# fast blinking cursor



## grandpaw7 (Aug 19, 2000)

In a new (used) computer I just bought to send to my sister, I find that in many situations the cursor blinks off and on fast so as to make it difficult to know when it is pointing to what I want it to. I just downloaded a free word processing program for her called Jarte, and with that program when I put the cursor close to the top to click on an icon or link, the cursor disappears as it gets close to some of the icons so that I don't know exactly when it is on a particular icon. I downloaded the same program on my computer to see if it was the program's fault and did not encounter any blinking at all.

Any thoughts about how I can get the cursor to stop winking at me? Even though I am divorced, I still have my principles. Thank you. grandpaw


----------



## rkselby98 (May 6, 2000)

I believe the settings for the keyboard and mouse and cursor are in the control panel.


----------



## grandpaw7 (Aug 19, 2000)

Thanks, Rick, but I don't see any options in Control Panel>Mouse that deal with my problem. I did try slowing down the speed but that didn't help.

When I go to the top of the Jarte (word processor) window to click on an icon, the cursor disappears and all of the words in the top couple or so lines get jittery and blink off and on, with the cursor no where in sight.

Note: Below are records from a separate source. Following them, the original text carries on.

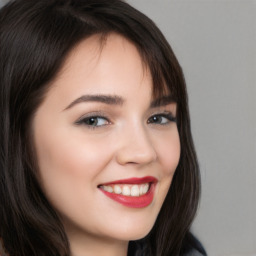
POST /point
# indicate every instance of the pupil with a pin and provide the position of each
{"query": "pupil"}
(156, 119)
(92, 121)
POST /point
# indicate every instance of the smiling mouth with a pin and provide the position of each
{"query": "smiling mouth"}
(127, 189)
(134, 192)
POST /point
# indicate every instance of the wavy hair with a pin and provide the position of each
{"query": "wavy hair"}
(36, 37)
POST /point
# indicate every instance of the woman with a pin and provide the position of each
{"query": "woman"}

Anybody else? thanks, grandpaw


----------



## SavvyLady (Oct 14, 2001)

To adjust the double-click speed for the mouse

Open Mouse properties in Control Panel. 
On the Buttons tab, under Double-click speed, drag the slider. 
Notes

Another way to open Control Panel is to click Start, point to Settings, and then click Control Panel. If you don't see the item you want, click view all Control Panel options. 


NOTE: I know you want to adjust the cursor... its done at the same place... look at the index tabs 

Savvy


----------



## grandpaw7 (Aug 19, 2000)

SavvyLady, thanks but no cigar. In Control Panel>Mouse>Buttons, I have slowed the double-click speed down as slow as it will let me. Same for Control Panel>Mouse>Motion on Pointer Speed.

I didn't notice before, but in this Jarte word processing program, the two top lines of the window quiver even when the cursor is not anywhere near them. As I said before, this doesn't happen when I open the program on my own computer. The first line is the "Jarte C:\Program Files\Jarte" line and the second is the toolbar for Jarte.

Still open for suggestions. grandpaw


----------



## grandpaw7 (Aug 19, 2000)

THANK YOU ALL FOR YOUR HELP BUT I HAVE NOW RETURNED THE PROBLEM COMPUTER AND GOTTEN A REFUND. GRANDPAW


----------



## SavvyLady (Oct 14, 2001)

I think I would have to. 


Savvy


----------



## hewee (Oct 26, 2001)

grandpaw7,

I think you want this one here.
Go to the Control Panel and open the keyboard.
There is a slider for the "cursor blink rate".


----------



## grandpaw7 (Aug 19, 2000)

Thanks for the reply, hewee. Actually, before I took the computer back to the guy I bought it from and got a refund, I did got to that and slow it down, but it didn't help. The guy who sold me the computer, who also builds them, said it must have something to do with my having the wrong video card for that program to run. grandpaw


----------



## hewee (Oct 26, 2001)

grandpaw7,

Your welcome.

What was the program you had the fast blinking cursor trouble with?


----------



## grandpaw7 (Aug 19, 2000)

hewee, it was Jarte, a free word processing program. I read several reviews on it, including zdnet, and they touted it prettly highly. After I had the trouble with it, I downloaded it on my computer and it worked fine. The man who sold the computer to me said that its video card apparently is not compatible with Jarte. This came as a surprise to me. I didn't know that when I bought a computer I needed to worry about whether the video card, and I suppose other components, were suitable for using simple, everyday programs. I suppose that when I buy another computer I'll try to make sure that it will take the programs I have in mind using. And just gamble on whether it will take programs I might want to use in the future. grandpaw


----------



## hewee (Oct 26, 2001)

Seems funny to me still that a word processing program would have a conflick with the video card.
But what do I know about these things. hehe about the same as you do. 

With the prices of new PC's so low why not just get a new one.


----------



## grandpaw7 (Aug 19, 2000)

Well, hewee, maybe I should have. But, right now, my sister uses the the quite old and inexpensive computer she has to send an occasional email and that's about it. I can email her, but I can't send her photos or attachments, nor can her children and friends, and I wanted her to have that capability. I'm also hoping that she will start using the computer for other purposes but I ind of doubt that she will. So I opted for a used computer from an outfit that has an excellent reputation for doing an excellent job of refurbrishing the used computers it sells; it has earned some good consumer awards here in Denver. She is resistent to my spending money on a computer because she says she doesn't need one. Plus, I tend to be a cheapo at times.

Long answer to short question. grandpaw


----------



## grandpaw7 (Aug 19, 2000)

Oops, for my post to make sense, I should have said I bought another used computer for my sister which is working fine. grandpaw


----------